Frequently Asked Questions (FAQs)
1. Can I use a different type of pasta?
Yes! While rigatoni is ideal, other pasta shapes like penne, ziti, or cavatappi also work well.
2. Can I make this ahead of time?
Absolutely! Assemble the casserole, cover, and refrigerate for up to 24 hours before baking.
3. What can I substitute for heavy cream?
You can use whole milk, half-and-half, or a combination of milk and cream for a lighter option.
4. Can I make this gluten-free?
Yes, simply substitute the rigatoni with gluten-free pasta and ensure your other ingredients are gluten-free.
5. How do I keep the top from drying out?
If you prefer a softer top, cover the dish with foil during the first 15 minutes of baking, then remove it to allow the cheese to brown.
6. Can I add more vegetables?
Of course! Sautéed spinach, diced tomatoes, or roasted vegetables make great additions to this dish.
7. Can I use store-bought shredded cheese?
Yes, but freshly shredded cheese melts more smoothly and evenly.
8. What herbs pair well with this dish?
Basil, parsley, thyme, or oregano are great options for garnishing or adding flavor.
Conclusion
This Cheesy Baked Rigatoni with Creamy Garlic Sauce is a comforting, indulgent dish that’s easy to make and sure to impress. Whether you’re preparing it for a cozy family dinner or entertaining guests, this recipe delivers rich, cheesy flavors and creamy textures that everyone will love. Customize it with your favorite ingredients, serve it with complementary sides, and enjoy a warm, satisfying bite of comfort food heaven!
PrintCheesy Baked Rigatoni with Creamy Garlic Sauce
Ingredients
– 12 oz rigatoni pasta
– 1 cup ricotta cheese
– 1 1/2 cups shredded mozzarella cheese
– 1/2 cup grated Parmesan cheese
– 1 1/2 cups heavy cream (or milk for a lighter option)
– 2 garlic cloves, minced
– 1 tbsp olive oil
– 1/2 tsp Italian seasoning
– Salt and pepper to taste
Instructions
1. Preheat your oven to 375°F (190°C). Cook rigatoni in salted boiling water until al dente. Drain and set aside.
2. Heat olive oil in a saucepan over medium heat. Sauté garlic until fragrant, about 1 minute. Stir in heavy cream, Italian seasoning, salt, and pepper. Simmer for 5 minutes.

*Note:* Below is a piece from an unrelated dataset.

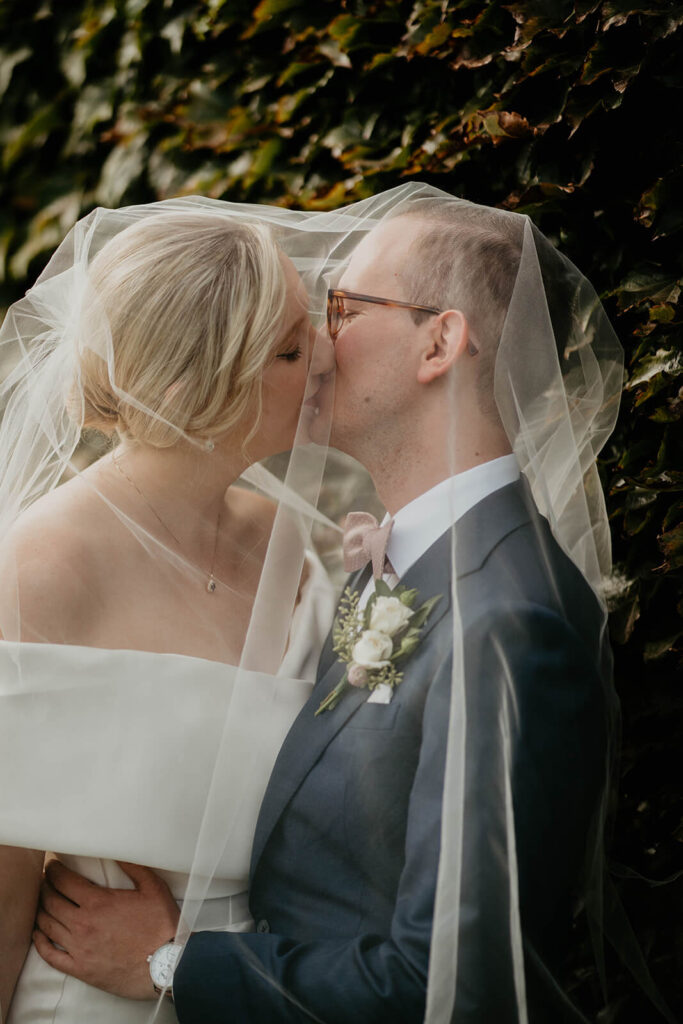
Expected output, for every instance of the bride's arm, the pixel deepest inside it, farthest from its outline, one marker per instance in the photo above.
(20, 872)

3. In a large bowl, combine cooked rigatoni, ricotta, half the mozzarella, half the Parmesan, and the garlic cream sauce. Mix well.
4. Transfer the mixture to a greased baking dish. Sprinkle the remaining mozzarella and Parmesan on top.
5. Bake for 20-25 minutes, or until the top is golden and bubbly.
6. Let cool slightly before serving, garnished with a pinch of black pepper or fresh parsley if desired.